Learning Quantum Mechanics The Hard Way

John S. Bell in his landmark paper On The EPR Paradox considered the EPR experiment with a modification - Alice and Bob’s detectors are no longer oriented along the same axis. Alice detector is oriented along \(\vec{a}\) and Bob’s detector is oriented along \(\vec{b}\).

Question: What is the expected value of Alice’s spin \(\times\) Bob’s spin?

Bell solves it in one line. Or rather, he just gives the answer and leaves it to the reader to work it out:

This problem also appears as Problem 4.55 in DJ Griffiths Introduction to Quantum Mechanics 2nd ed. Working it out is not trivial for me. I actually had to use the sympy package in Python to work it out (the hard or poor man’s way). Let’s get started. I won’t be showing the full code but bits and pieces of it.
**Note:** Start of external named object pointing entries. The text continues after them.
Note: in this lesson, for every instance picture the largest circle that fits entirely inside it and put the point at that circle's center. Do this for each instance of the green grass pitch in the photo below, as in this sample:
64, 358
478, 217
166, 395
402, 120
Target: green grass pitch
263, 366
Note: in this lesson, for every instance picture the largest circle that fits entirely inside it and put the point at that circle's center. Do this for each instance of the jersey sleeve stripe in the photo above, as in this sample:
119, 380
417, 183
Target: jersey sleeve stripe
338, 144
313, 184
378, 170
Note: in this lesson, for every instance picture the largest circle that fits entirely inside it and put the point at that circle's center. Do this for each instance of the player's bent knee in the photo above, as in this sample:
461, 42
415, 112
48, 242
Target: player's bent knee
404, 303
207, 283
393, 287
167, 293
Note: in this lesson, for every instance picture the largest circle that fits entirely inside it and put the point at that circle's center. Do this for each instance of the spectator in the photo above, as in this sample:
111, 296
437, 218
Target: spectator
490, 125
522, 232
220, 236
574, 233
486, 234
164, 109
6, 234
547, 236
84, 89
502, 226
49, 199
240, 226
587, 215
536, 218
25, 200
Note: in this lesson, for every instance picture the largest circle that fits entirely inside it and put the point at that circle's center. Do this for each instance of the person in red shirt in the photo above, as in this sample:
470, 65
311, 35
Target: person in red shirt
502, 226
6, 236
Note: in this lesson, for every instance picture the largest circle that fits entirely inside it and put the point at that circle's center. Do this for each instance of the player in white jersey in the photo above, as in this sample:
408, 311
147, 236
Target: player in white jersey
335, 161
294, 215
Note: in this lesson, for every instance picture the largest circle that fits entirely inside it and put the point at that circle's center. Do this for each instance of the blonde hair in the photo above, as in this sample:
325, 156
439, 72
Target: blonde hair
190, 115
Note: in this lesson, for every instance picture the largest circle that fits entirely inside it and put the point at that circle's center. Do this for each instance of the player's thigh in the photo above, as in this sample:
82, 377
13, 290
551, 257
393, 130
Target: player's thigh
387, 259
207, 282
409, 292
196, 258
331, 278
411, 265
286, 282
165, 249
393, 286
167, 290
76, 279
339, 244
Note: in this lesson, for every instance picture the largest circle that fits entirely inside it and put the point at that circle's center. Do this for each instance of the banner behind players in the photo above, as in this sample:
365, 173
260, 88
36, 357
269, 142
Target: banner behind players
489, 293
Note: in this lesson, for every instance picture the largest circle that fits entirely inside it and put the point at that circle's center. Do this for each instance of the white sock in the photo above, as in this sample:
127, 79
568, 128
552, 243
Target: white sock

First, create the vector corresponding to the spin-singlet state i.e., \(\frac{1}{\sqrt{2}}(|01\rangle - |10\rangle)\):

psi = 1 / sympy.sqrt(2) * Matrix([[0],[1],[-1],[0]])

Next, create the \(2 \times 2\) matrices corresponding to Alice and Bob. The matrices are identical except for the axes they use:

a1, a2, a3, b1, b2, b3 = sympy.symbols('a1 a2 a3 b1 b2 b3', real=True)
M_A = a1 * X + a2 * Y + a3 * Z
M_B = b1 * X + b2 * Y + b3 * Z

where X, Y, Z are the Pauli matrices. Now notice that psi is a \(4 \times 1\) vector but the matrices above are \(2 \times 2\). The \(4 \times 4\) matrix corresponding to Alice’s observable is given by \(I \otimes M_A\) and conversely the \(4 \times 4\) matrix corresponding to Bob’s observable is given by \(M_B \otimes I\) where \(I\) of course is the identity matrix.

We can calculate these matrices using the TensorProduct function (it takes arguments in “opposite” order):

Alice = TensorProduct(M_A, eye(2))
Bob   = TensorProduct(eye(2), M_B)

Now we write a function which will simulate Alice making a measurement on her qubit:

alice_measurements, alice_probabilities, psis = measure(psi, Alice)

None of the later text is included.